After all, why bother changing them? It’s not like anyone ever sees the file name on your website.

Actually, by not renaming your image files to something descriptive, you’re missing out on a big SEO opportunity. Image file names are one of the ways search engines try to figure out the content of your photos. Good file names can even boost your SEO by adding to your keywords!

Good file names are also important because of Google Image Search.

Let’s say someone is looking for inspiration for a Halloween costume. They go to Google Image Search and try Googling a few ideas, like “pirate costume” and “vampire costume.”

If you’re a costume shop with an online store, you want to make sure the image files for your online store are named to describe each photo. You want your store images, like mens-red-pirate-costume.jpg, to show up in Google Image Searches and lead people to your online store.

Metadata for SEO: Talking directly to search engines

Metadata is information you enter into the code of your website to help search engines and social media platforms sort and present your website and content.

You can’t see the metadata of a website on the actual site, but Google can give you an idea of the metadata that may be entered for the page.

For example, this is how my website shows up as a Google result:

The google result for, with the metadata highlighted

In many cases, the metadata for your site needs to be added into the site code by your web designer. If your site is built with WordPress, however, you can use plugins like YoastSEO that can allow you to enter metadata for each page and post. And there are also ways to add your own metadata on sites like Squarespace and Wix.

Meta Title

The meta title is, as you might guess, generally the title of your page. In fact, if you don’t specific a meta title, in most cases Google will pull the most prominent text on your website (which should be marked in your code with an h1 tag) and use it as your title.

Which is great, when the most prominent text is a compelling blog post title. But what if the website title that shows up for your website google is just your business’s name?
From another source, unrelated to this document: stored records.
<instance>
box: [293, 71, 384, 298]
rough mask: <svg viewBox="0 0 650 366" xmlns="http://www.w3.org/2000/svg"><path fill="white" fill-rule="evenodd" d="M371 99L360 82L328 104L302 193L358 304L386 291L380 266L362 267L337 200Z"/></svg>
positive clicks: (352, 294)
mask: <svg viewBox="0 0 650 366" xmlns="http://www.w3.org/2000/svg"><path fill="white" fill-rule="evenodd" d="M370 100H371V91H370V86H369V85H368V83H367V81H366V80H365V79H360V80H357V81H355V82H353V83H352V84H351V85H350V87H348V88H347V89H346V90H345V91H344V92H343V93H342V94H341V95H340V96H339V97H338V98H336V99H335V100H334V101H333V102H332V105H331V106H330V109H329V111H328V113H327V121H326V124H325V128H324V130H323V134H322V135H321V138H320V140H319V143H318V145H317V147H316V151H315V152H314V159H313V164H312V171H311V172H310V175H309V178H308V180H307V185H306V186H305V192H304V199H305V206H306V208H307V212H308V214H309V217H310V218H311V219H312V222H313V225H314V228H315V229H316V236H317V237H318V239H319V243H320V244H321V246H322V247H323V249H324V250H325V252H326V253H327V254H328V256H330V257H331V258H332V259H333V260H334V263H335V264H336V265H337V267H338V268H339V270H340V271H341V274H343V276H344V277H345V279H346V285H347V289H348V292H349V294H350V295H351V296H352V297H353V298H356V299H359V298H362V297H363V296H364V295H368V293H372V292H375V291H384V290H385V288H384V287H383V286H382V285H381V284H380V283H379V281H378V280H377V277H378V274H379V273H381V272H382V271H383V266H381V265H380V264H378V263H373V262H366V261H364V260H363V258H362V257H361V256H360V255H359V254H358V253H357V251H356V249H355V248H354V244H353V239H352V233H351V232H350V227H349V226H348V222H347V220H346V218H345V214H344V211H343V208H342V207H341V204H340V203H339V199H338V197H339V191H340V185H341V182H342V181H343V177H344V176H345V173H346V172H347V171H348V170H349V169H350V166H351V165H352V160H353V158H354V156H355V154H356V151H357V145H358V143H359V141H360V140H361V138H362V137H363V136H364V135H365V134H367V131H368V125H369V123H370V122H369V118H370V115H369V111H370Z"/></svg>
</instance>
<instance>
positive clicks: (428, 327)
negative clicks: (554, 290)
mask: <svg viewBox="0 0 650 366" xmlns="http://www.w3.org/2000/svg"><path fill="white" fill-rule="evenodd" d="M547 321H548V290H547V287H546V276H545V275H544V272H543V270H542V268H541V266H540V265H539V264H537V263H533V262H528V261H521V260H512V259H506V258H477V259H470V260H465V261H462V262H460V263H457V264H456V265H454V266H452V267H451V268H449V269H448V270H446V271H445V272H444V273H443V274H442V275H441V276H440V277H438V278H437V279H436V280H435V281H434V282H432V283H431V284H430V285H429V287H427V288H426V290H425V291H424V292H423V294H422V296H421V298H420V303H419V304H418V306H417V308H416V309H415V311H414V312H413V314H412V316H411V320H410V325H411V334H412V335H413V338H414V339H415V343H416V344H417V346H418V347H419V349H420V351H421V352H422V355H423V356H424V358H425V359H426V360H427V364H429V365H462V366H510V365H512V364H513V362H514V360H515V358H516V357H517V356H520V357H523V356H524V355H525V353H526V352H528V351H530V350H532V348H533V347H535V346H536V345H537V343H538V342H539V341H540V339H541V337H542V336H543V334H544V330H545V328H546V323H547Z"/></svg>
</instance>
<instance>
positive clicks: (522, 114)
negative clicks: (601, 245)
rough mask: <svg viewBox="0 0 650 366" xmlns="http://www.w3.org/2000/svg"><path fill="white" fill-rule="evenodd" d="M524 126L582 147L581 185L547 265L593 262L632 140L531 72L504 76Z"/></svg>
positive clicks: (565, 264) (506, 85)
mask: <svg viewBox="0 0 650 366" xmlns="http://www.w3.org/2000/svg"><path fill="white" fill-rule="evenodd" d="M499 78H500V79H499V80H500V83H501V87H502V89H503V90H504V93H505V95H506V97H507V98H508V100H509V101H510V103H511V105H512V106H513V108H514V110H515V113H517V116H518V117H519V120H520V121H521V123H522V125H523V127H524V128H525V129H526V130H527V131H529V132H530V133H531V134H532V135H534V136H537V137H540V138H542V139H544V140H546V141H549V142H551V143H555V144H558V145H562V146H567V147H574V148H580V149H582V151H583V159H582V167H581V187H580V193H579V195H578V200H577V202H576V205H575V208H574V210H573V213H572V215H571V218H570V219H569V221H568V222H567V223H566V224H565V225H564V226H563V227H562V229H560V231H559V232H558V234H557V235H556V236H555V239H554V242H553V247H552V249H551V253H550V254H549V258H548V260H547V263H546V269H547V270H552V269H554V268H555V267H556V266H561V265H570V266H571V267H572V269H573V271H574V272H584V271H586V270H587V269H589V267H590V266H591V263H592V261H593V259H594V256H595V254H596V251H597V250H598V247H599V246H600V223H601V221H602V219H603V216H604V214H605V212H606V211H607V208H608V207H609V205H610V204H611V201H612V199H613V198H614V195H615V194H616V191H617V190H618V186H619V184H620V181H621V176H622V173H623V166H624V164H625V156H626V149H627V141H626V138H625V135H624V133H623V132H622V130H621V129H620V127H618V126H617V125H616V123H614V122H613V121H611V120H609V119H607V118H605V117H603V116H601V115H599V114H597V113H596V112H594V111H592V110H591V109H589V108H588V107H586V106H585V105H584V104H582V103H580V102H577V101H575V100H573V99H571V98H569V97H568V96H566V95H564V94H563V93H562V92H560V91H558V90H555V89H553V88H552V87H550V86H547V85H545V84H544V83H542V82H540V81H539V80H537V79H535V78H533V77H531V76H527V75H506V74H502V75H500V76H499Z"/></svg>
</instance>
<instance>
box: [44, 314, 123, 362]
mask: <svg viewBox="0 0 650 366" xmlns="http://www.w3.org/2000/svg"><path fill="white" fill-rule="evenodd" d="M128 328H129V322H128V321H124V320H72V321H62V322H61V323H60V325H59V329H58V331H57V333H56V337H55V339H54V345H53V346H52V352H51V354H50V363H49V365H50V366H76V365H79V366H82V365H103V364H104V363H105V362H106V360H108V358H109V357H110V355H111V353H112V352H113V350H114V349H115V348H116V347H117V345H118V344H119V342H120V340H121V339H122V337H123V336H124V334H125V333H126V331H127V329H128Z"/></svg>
If you were googling cafes, for example, which of these search result titles would you click?

  • Katie’s Cafe
  • Jeff’s Cafe: 24-hour cafe with wifi in downtown Toronto
  • Susan’s Cafe – Free-trade Coffee & Vegan Treats in Leslieville
  • Abeba’s Cafe: Authentic Ethiopian Coffee on the Danforth
  • Tom’s Cafe – Home
  • Anaïs’s Cafe – Parisienne-Style Cafe & Crepes – Scarborough, ON
A Google search showing good and bad meta titles for cafes

You wouldn’t necessarily want the titles on your actual webpage to be this long, but you can see how a more descriptive meta title can make you stand out in a Google search.

Meta Description

The meta description is a short description of what this page of the website is about. Back in the day, Google used to take these meta descriptions as gospel. These days, however, they’re more of a suggestion, but they do often still get shown in Google results.
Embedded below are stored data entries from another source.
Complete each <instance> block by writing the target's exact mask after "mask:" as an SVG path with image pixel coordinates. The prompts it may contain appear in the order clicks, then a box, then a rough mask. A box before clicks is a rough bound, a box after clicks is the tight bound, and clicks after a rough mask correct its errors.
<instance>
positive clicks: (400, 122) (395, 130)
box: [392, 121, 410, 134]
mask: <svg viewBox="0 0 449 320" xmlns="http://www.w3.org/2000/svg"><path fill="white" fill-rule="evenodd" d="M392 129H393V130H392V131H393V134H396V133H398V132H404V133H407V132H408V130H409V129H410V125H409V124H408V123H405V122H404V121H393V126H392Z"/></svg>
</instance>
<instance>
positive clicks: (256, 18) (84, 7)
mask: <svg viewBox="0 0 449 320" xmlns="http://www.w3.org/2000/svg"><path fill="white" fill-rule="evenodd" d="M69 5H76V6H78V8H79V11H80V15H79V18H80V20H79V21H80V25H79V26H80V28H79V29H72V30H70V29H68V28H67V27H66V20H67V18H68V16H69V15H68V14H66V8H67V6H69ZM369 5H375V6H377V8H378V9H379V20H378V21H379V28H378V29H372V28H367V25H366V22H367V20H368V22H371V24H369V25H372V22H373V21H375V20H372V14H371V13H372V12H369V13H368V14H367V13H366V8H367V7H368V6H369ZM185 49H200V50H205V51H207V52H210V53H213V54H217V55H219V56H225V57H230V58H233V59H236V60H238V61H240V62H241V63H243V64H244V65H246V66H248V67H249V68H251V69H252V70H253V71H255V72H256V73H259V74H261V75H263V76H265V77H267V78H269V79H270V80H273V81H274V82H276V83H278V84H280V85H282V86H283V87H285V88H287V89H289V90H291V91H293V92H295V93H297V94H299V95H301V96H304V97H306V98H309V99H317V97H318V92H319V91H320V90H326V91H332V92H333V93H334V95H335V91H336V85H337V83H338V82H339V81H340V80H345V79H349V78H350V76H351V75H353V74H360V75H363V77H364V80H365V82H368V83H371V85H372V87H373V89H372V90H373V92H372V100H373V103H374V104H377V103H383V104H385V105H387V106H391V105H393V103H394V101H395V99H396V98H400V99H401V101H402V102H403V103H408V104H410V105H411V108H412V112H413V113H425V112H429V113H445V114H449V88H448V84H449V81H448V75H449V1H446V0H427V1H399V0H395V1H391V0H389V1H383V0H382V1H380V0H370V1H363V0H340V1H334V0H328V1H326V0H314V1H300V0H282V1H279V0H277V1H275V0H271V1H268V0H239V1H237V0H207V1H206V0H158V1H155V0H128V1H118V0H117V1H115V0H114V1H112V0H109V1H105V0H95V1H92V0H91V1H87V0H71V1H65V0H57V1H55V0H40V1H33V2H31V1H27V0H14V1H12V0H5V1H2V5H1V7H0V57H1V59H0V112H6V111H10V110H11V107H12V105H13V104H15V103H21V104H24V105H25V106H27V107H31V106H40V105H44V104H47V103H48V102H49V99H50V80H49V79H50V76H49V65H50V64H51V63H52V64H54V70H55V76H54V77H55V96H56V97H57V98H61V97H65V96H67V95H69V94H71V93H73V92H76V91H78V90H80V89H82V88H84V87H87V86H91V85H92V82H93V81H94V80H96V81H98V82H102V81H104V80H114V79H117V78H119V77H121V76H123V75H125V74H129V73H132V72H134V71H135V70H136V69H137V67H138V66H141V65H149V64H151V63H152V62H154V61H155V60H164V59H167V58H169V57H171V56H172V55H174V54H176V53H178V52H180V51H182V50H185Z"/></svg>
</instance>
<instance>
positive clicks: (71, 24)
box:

If you don’t include a meta description for your page, you risk having search engines pull a random sample of text from your page. The description that shows up on Google could end up being a list of navigation links or the beginning of a paragraph of text.
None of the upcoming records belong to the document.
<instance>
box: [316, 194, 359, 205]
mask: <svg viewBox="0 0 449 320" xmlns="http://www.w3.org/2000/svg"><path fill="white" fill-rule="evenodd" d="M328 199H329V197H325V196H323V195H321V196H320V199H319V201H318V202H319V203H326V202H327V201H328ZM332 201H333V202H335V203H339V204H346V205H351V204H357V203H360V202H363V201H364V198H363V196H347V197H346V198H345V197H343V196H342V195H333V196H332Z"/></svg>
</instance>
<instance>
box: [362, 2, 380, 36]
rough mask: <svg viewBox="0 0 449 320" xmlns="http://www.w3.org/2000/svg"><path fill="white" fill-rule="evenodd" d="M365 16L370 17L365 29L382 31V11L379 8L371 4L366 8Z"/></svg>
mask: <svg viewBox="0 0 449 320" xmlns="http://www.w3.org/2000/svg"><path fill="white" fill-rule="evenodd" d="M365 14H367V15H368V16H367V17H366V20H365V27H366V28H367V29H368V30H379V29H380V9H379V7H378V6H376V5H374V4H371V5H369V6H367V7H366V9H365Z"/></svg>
Which of these meta descriptions do you think do a good job of introducing the business website?

  • Home • Menus • Catering • Events • Contact  Welcome to Katie’s cafe! Coffee | Tea | Food Menu | Desserts … We’re proud to offer hand-made goods baked…
  • Located steps from Wellesley Station, our 24-hour cafe has high-speed wifi and plenty of desk space! Sip on a coffee or tea, or enjoy a snack. Student discounts!
  • Free-trade coffee, loose-leaf tea, vegan and gluten-free treats and snacks. Peanut-free environment. We are baby and dog-friendly!
  • Family-run cafe offering traditional Ethiopian coffee and roasting ceremonies. Espresso and decaf blends available. On the Danforth near Coxwell Station.
A google search showing good and bad meta descriptions for cafes
A google search showing good and bad meta descriptions for cafes (not real ones!)

Improving your website’s SEO with metadata and alt attributes

There are so many aspects to SEO, from good content to page speed to building links back to your site.

By optimizing the technical back-end parts of your site with metadata and alt attributes, you’re improving your site’s overall SEO.